Luxury brands that insist on the “right environment” for their stores would not consider Jaipur’s Mirza Ismail Road as one. The city’s busiest shopping district, it bustles with carts, autorickshaws, eating outlets both big and small, and assorted shops—hardly a nesting ground for fine brands. But in the middle of this stands The Gem Palace, India’s oldest jewellery store. Even on the chaotic and busy street, the shop, housed in an 1852 haveli with Mughal-style minarets and long, narrow columns, glows a pale yellow. Here, fine artefacts and gemstone jewellery are designed, crafted and retailed without the highly mechanized manufacturing units or daunting showrooms that symbolize the survival of luxury worldwide.
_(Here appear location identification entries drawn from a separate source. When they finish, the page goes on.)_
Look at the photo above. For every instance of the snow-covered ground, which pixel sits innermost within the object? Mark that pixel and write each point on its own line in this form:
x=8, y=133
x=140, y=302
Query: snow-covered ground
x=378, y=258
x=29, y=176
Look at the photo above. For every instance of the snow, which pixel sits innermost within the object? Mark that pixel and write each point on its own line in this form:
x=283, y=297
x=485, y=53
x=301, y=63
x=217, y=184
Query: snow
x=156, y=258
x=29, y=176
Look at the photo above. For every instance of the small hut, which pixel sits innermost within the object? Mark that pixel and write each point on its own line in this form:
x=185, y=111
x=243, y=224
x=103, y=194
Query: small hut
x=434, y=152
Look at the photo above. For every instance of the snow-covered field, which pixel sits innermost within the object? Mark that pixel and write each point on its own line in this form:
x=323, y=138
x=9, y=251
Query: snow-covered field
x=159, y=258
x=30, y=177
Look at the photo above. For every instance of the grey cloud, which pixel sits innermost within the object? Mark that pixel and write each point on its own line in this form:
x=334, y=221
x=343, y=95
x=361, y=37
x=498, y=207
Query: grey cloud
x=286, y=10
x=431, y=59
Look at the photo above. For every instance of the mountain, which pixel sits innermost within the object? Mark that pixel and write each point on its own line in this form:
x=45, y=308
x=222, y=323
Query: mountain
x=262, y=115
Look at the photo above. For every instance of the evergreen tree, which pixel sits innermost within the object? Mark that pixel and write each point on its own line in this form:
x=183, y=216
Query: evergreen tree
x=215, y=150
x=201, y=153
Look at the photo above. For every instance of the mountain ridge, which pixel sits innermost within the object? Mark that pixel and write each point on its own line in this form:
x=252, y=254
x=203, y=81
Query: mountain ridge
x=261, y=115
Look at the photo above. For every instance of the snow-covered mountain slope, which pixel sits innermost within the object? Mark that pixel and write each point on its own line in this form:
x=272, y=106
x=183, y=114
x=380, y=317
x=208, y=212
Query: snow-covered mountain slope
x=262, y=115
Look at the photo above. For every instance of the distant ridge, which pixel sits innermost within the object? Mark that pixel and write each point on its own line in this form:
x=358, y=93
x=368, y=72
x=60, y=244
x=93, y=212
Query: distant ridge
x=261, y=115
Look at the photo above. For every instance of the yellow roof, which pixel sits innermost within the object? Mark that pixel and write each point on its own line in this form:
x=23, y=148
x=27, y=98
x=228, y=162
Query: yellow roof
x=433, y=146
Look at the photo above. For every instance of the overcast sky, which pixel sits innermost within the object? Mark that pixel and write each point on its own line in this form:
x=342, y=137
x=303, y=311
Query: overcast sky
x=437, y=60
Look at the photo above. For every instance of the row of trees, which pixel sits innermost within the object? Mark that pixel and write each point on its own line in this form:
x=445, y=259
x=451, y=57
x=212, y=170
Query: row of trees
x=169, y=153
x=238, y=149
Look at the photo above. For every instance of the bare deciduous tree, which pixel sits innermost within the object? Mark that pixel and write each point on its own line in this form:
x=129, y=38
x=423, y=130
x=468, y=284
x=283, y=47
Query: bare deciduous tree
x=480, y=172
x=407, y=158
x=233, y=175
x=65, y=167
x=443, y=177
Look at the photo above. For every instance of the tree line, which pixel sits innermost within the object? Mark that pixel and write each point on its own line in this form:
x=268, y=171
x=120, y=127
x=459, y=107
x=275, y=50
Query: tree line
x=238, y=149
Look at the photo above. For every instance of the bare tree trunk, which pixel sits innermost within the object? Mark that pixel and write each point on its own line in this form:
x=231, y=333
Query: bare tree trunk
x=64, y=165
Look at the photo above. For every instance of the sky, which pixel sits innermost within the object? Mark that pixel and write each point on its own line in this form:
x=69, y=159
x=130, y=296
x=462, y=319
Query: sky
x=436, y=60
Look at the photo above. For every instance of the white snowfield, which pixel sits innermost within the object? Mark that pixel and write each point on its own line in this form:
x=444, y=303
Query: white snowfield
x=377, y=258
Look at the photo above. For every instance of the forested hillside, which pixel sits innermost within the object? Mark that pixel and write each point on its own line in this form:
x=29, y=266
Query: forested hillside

An enduring vision beyond survival is the daily prayer of 31-year-old Samir Kasliwal. Even before the gemstones cast their spell, the voice of this half-Italian, half-Rajasthani man, chatting with customers in Italian, wafts through the store. Samir is the ninth-generation scion of the Kasliwal family, which came to the city in the mid-18th century at the behest of the royal family of Jaipur to work as palace jewellers. The Gem Palace was founded in this very haveli.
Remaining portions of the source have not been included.